On the one hand, he defends his right to defend Faurisson without careful
analysis or indeed any knowledge of what he has actually written (an
admirable and justifiable position); on the other hand, he attempts to
reassure us that Faurisson supported the good fight against the Nazis while
correctly underlining that it is irrelevant to the civil liberties issue.
But having made the parenthetical comment, Chomsky now makes it impossible
to determine whether his defense of free speech is absolute or whether he
thinks in the case of RF free speech win outs because of the little actual
danger RF represents as he is not a real fascist or war criminal (indeed
according to Chomsky he is a Jew sympathizer), or does not control the
media.

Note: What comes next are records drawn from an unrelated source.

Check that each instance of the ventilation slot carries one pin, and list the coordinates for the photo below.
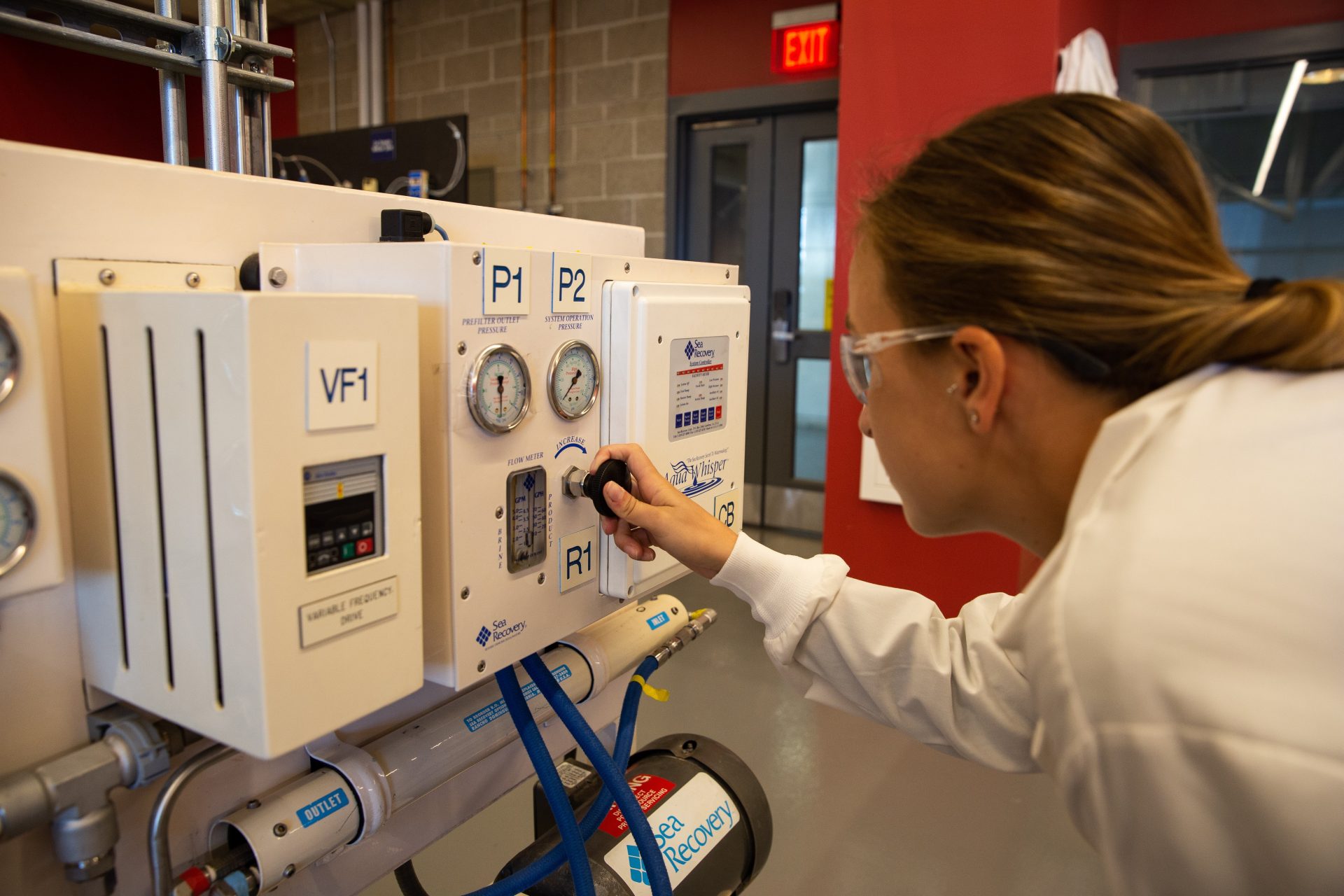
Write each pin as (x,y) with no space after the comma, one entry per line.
(159,493)
(210,520)
(116,507)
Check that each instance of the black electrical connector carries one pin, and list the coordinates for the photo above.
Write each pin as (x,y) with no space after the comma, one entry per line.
(405,226)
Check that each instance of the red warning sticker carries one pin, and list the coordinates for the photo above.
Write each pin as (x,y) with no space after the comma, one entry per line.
(650,790)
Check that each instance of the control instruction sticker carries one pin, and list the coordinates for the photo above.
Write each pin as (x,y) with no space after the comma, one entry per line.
(686,827)
(699,379)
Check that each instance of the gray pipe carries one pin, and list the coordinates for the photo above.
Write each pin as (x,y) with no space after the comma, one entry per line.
(214,83)
(172,99)
(160,862)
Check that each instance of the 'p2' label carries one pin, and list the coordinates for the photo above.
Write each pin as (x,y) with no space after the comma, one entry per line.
(571,284)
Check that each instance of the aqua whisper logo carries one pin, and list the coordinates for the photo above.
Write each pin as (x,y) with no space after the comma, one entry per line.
(696,477)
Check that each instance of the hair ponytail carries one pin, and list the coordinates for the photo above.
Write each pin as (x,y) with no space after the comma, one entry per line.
(1082,220)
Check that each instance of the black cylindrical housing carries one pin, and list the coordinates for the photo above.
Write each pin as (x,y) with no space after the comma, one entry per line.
(708,814)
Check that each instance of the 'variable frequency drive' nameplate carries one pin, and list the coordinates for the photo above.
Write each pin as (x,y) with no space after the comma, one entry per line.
(347,612)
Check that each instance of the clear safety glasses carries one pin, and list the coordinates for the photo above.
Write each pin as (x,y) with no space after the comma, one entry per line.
(857,351)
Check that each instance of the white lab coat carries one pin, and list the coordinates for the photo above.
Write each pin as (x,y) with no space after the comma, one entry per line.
(1177,663)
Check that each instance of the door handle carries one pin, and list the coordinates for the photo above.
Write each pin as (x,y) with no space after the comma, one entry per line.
(781,326)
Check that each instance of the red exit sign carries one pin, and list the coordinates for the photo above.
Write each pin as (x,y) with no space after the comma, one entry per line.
(806,48)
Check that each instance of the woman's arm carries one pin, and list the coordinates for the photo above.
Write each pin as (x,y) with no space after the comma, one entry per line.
(889,653)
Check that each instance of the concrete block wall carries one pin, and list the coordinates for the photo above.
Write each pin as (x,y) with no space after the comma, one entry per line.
(464,57)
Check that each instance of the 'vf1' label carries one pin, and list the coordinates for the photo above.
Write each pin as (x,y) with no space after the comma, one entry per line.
(342,384)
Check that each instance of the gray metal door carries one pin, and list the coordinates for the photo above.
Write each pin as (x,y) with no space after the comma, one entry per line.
(760,192)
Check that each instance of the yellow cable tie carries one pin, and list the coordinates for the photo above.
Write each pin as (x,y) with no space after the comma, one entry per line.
(650,691)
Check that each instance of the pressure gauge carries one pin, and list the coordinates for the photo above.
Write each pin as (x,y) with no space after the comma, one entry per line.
(18,522)
(499,388)
(574,379)
(8,359)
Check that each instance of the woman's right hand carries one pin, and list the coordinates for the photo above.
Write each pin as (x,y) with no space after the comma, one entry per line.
(657,514)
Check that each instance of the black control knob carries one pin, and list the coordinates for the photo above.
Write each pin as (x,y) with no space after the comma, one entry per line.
(577,482)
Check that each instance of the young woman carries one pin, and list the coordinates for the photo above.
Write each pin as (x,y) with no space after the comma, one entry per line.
(1053,344)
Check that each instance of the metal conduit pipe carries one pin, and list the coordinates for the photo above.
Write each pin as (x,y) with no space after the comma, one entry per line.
(377,88)
(172,97)
(390,773)
(362,59)
(214,83)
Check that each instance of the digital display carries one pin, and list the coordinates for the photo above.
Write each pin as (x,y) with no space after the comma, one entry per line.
(806,48)
(343,514)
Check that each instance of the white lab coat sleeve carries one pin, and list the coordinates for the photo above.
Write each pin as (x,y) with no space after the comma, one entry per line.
(889,654)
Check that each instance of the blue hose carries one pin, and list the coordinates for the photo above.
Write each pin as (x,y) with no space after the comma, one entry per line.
(547,864)
(552,786)
(612,776)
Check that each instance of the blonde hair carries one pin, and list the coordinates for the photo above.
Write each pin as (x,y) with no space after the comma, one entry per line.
(1077,220)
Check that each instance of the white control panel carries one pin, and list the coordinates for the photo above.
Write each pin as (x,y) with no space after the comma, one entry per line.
(33,543)
(245,485)
(517,371)
(682,396)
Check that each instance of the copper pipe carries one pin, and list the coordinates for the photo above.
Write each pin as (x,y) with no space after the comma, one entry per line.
(550,206)
(523,168)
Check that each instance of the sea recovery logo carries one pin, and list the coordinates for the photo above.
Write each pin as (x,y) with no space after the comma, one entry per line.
(698,354)
(499,631)
(638,872)
(696,477)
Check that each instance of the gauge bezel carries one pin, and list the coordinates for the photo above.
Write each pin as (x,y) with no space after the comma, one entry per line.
(8,382)
(22,548)
(550,379)
(473,388)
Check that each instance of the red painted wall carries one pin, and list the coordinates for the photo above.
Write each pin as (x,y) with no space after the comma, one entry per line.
(59,97)
(913,70)
(723,45)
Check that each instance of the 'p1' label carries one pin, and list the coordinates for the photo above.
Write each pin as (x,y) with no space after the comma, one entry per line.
(342,384)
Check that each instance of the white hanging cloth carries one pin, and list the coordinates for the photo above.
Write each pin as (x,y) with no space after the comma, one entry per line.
(1085,66)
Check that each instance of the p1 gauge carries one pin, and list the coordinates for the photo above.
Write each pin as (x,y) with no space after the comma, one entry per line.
(499,388)
(18,522)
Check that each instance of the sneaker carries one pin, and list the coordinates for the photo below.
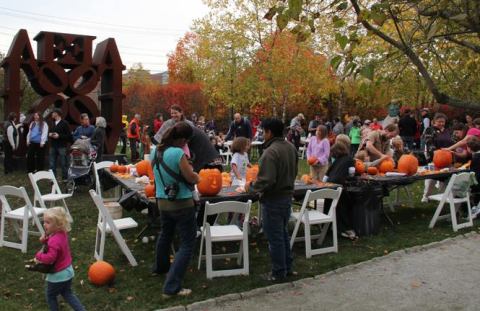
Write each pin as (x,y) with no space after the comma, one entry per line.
(184,292)
(271,278)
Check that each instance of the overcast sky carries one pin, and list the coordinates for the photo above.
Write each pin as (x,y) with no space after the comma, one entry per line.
(145,31)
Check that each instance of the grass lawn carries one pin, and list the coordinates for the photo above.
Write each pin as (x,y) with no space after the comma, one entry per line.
(135,289)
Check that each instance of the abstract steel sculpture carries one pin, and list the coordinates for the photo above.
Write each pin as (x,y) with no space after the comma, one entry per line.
(63,74)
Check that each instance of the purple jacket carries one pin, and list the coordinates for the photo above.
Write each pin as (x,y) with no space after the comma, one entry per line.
(58,251)
(319,149)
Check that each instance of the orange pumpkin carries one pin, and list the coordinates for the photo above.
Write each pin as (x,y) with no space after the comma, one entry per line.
(150,190)
(408,164)
(359,167)
(252,173)
(307,179)
(387,165)
(113,168)
(442,158)
(101,273)
(226,179)
(372,170)
(312,160)
(143,168)
(210,182)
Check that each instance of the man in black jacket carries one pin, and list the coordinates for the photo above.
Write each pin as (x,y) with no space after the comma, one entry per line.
(240,127)
(275,184)
(60,136)
(408,127)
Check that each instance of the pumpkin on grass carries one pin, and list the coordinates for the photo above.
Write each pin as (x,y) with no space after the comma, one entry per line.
(442,158)
(372,170)
(210,182)
(387,165)
(408,164)
(359,167)
(101,273)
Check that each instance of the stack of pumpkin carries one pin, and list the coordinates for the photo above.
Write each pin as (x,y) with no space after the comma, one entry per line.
(407,164)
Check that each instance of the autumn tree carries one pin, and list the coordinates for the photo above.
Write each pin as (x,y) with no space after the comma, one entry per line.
(439,39)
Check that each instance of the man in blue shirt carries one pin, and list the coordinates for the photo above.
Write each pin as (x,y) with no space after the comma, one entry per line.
(85,130)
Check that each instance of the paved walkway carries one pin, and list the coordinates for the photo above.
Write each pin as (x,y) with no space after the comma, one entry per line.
(439,276)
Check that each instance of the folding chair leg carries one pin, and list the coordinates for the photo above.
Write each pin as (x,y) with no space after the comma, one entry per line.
(240,253)
(123,245)
(308,241)
(436,214)
(209,259)
(201,251)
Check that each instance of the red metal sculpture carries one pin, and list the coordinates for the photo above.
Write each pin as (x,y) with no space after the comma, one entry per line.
(64,73)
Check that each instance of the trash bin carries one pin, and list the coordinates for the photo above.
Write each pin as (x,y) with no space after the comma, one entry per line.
(366,199)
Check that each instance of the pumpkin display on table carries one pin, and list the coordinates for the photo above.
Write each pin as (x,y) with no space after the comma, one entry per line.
(359,167)
(372,170)
(226,179)
(210,182)
(114,168)
(150,190)
(312,160)
(101,273)
(408,164)
(387,165)
(442,158)
(144,168)
(251,174)
(122,169)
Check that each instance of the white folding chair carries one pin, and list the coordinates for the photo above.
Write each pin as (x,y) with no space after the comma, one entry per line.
(22,214)
(227,155)
(107,225)
(311,217)
(109,202)
(456,193)
(52,197)
(225,233)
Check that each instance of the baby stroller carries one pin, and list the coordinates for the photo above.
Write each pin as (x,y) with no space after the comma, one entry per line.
(80,171)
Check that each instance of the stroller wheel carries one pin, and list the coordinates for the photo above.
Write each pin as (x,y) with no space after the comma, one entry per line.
(70,186)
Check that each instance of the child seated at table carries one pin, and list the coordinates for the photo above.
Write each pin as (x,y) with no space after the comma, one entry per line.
(362,155)
(397,148)
(240,160)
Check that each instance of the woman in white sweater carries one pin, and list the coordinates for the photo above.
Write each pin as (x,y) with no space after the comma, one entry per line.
(36,139)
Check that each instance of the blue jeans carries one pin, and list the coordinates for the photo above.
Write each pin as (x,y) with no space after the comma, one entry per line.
(276,214)
(59,153)
(64,289)
(185,221)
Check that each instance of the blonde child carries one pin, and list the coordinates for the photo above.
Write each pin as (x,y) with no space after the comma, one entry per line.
(240,162)
(56,226)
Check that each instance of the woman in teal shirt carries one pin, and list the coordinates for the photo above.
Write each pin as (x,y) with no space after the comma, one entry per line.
(355,137)
(177,211)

I can understand why people would be outraged by Chomsky's lame
attempt to reassure us that RF is no real danger, and perhaps they then
confused their opposition to Chomsky's irrelevant comments with opposition
to his brave defense of civil liberties. But in my reading Chomsky is as
much to blame for the confusion here.
I still don't understand how Faurisson was building his Holocaust denials
into his lectures on French literature. Professors are not allowed to teach
whatever they want; their courses have to be approved, right (I am not a
professor)? For example, a prof once told me that the relevant committee
would likely not grant him permission to teach only three volumes of one
damn book (Marx's Capital in a geography course) for a whole semester. Why
was RF given approval to deny the Shoah in a course on French literature?
How did he fit it into such a course?
>courageously against Nazism" in "the right cause"). I even wrote in 1969
>that it would be wrong to bar counterinsurgency research in the
>universities, though it was being used to murder and destroy, a position
>that I am not sure I could defend.
It surely would not be wrong to deny such research, however it was dressed
up, any and all funding (there are better ways to spend it); it would
surely not be wrong not deny it a scientific imprimatur. For example, what
are we to make of Yale mathematician Serge Lange's argument that Samuel
Huntington's math was not of sufficient quality to allow him entry into the
National Academy of Sciences?
Seemed like a reasonable argument to me.